U.S. Airstrikes in Somalia Surge to Record 109 After New Operations in Puntland and Jubaland.

U.S. military activity in Somalia has reached unprecedented levels, with seven new airstrikes conducted in late November and early December pushing the annual total to at least 109 strikes—the highest ever recorded in the country’s history.

The latest operations targeted ISIS-linked militants entrenched in the remote mountains of Puntland and an al-Shabaab position in Jubaland, underscoring Washington’s intensifying counterterrorism focus across Somalia’s fractured north and south.

According to U.S. Africa Command (AFRICOM), the first series of strikes hit militant hideouts on Nov. 26, 27 and 28 in a rugged zone approximately 37 miles southeast of Bosaso.

Additional strikes followed on Dec. 1, 2 and 3 in the same mountainous region, an area long known for its complex cave networks that ISIS fighters have used to evade Somali and U.S.-backed security forces.

A separate Dec. 3 strike targeted an al-Shabaab site near Kobon in southern Jubaland. AFRICOM released no casualty figures and provided no information on aircraft platforms or weapons employed.

The escalation comes shortly after AFRICOM commander Gen. Dagvin Anderson visited Puntland, pressuring regional authorities to widen their campaign against ISIS elements operating outside Mogadishu’s political reach.

Unlike other Somali regions, Puntland maintains semi-autonomous structures and has been one of the main local partners for U.S. counterterror missions—cooperation strengthened precisely because it bypasses the federal government.

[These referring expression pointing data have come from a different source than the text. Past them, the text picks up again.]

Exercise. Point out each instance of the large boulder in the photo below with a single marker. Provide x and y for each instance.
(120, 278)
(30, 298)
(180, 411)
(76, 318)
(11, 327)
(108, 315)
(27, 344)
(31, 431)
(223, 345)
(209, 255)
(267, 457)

This year’s total far exceeds earlier peaks. Under President Donald Trump, AFRICOM conducted 63 airstrikes in 2019 and 219 across his first four-year term. President Joe Biden approved 51 strikes over four years, according to the New America Foundation.

President Barack Obama authorized 48 over eight years. The 2024 tally therefore marks a dramatic acceleration, reflecting a renewed U.S. willingness to strike militant networks aggressively ahead of their anticipated expansion into coastal and urban zones.

Washington’s involvement in Somalia stretches back decades, but its modern counterterror strategy crystallized after the 2006 U.S.-backed Ethiopian intervention that toppled the Islamic Courts Union. Al-Shabaab emerged from that upheaval, launching its first major suicide attack the same year.

Somalia’s ISIS branch formed later, in 2015, after a faction of al-Shabaab broke away and pledged loyalty to the Islamic State—anchoring itself in Puntland’s mountains, where Somalia’s fragmented governance has enabled militant entrenchment.

The surge in U.S. strikes now signals a deeper strategic concern: both Islamic State and al-Shabaab elements are adapting, exploiting ungoverned spaces while Mogadishu remains engulfed in internal political turmoil.

For Washington, the Red Sea corridor’s volatility makes Somalia’s militant networks more than a local threat—they are a regional accelerant at a time when global trade routes face cascading instability.